News Release

Researchers Find Similarities Between Comet Hale-Bopp And Comets Outside Earth's Solar System

Peer-Reviewed Publication

University of Cincinnati

Cincinnati -- University of Cincinnati astronomer Michael Sitko and his collaborators have found similarities between the composition of Comet Hale-Bopp and what appear to be similar- sized comets in other solar systems.

"They're almost identical," said Sitko, an associate professor in the physics department at UC. "We compared the spectrum of our star with the spectrum of Hale-Bopp. It looks as if the material we see in these stars is exactly equal to the material that's being seen in Comet Hale-Bopp."

Sitko reported his findings during the recent International Conference on the Formation and Evolution of Solids in Space March 10-21 in Erice, Sicily. They're based on infrared observations of evolving solar systems where a new star is surrounded by a great disc of dusty material. His evidence will be published in the formal proceedings from that meeting.

Sitko's collaborators are Carol Brady of Eureka Scientific in Oakland, David Lynch and Ray Russell of Aerospace Corporation in Los Angeles, and Martha Hanner of NASA's Jet Propulsion Laboratory in Pasadena.

Together, they've been trying to understand the changes which take a clump of interstellar dust and turn it into a solar system with a central star and orbiting planets.
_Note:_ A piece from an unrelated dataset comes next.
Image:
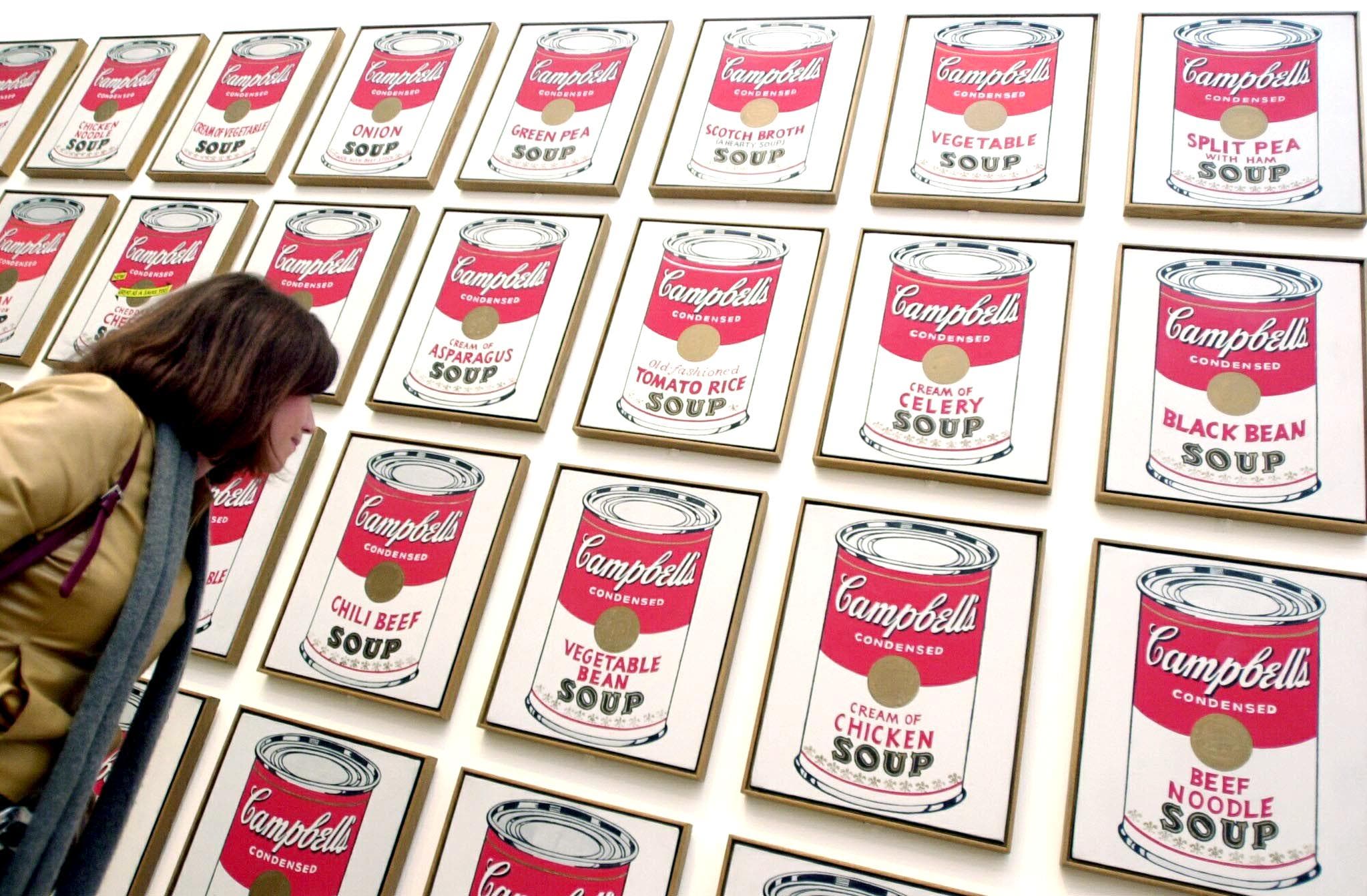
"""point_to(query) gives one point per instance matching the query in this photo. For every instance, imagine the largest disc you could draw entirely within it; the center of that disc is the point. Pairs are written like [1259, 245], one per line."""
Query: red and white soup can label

Their strategy has been to search for star systems which are in the middle stages of development between very early star formation and mature solar systems like our own.

"We can't watch one system go through its evolution, because it takes hundreds of millions of years, but we can look at different objects that we think are in different stages of the same formation process." explained Sitko. "We're trying to find the missing links."

So far, the researchers have identified 15 such systems using earlier ultraviolet spectra obtained with the International Ultraviolent Explorer (IUE) satellite, a forerunner of the Hubble Space Telescope. Although no one has searched the systems for direct evidence of planets, Sitko says there is circumstantial evidence that planets have formed. For example, the team found several star-grazing comets comets which are rushing at tremendous speed (up to 400 kilometers/second) toward a collision with the central star.

"As far as anybody knows, the only way to make an object like a comet hit a star is to have some source of gravity to throw it down there," said Sitko. "In our own solar system, it's things like Jupiter and Saturn. So, we think there's a good chance these systems will have planets circling them."

Because the researchers have seen so many star-grazing comets, it appears the systems are in a heavy bombardment period, similar to the bombardment period which left the great craters on the surface of Earth's moon over four billion years ago. However, the actual process of "star-grazing" makes these objects more visible in the infrared spectrum.

"As it approaches the star, material evaporates off. When it does, we can see it in the gaseous state and that's how we detect it," said Sitko. "We see iron and silicon and magnesium which you normally associate with rocky material, but we also see nitrogen and carbon. The whole thing together suggests we're seeing a comet-like object."

The astronomers were even able to estimate the size of the objects, a few kilometers across. The observations were made using three infrared observing facilities: the Broad Band Array Spectrometer System (BASS) in Hawaii, the Infrared Astronomical Satellite (IRAS), and the Infrared Space Observatory (ISO).

The researchers hope to make additional observations this fall, but they'd also like to conduct what Sitko calls the "reverse experiment." They want to look for similar patterns in systems where astronomers agree planets have been found. If the same combinations of minerals and elements are seen, that would indicate that solar systems tend to follow the same pattern of evolution. If the patterns don't hold up, that would indicate there is more than one way to build a solar system.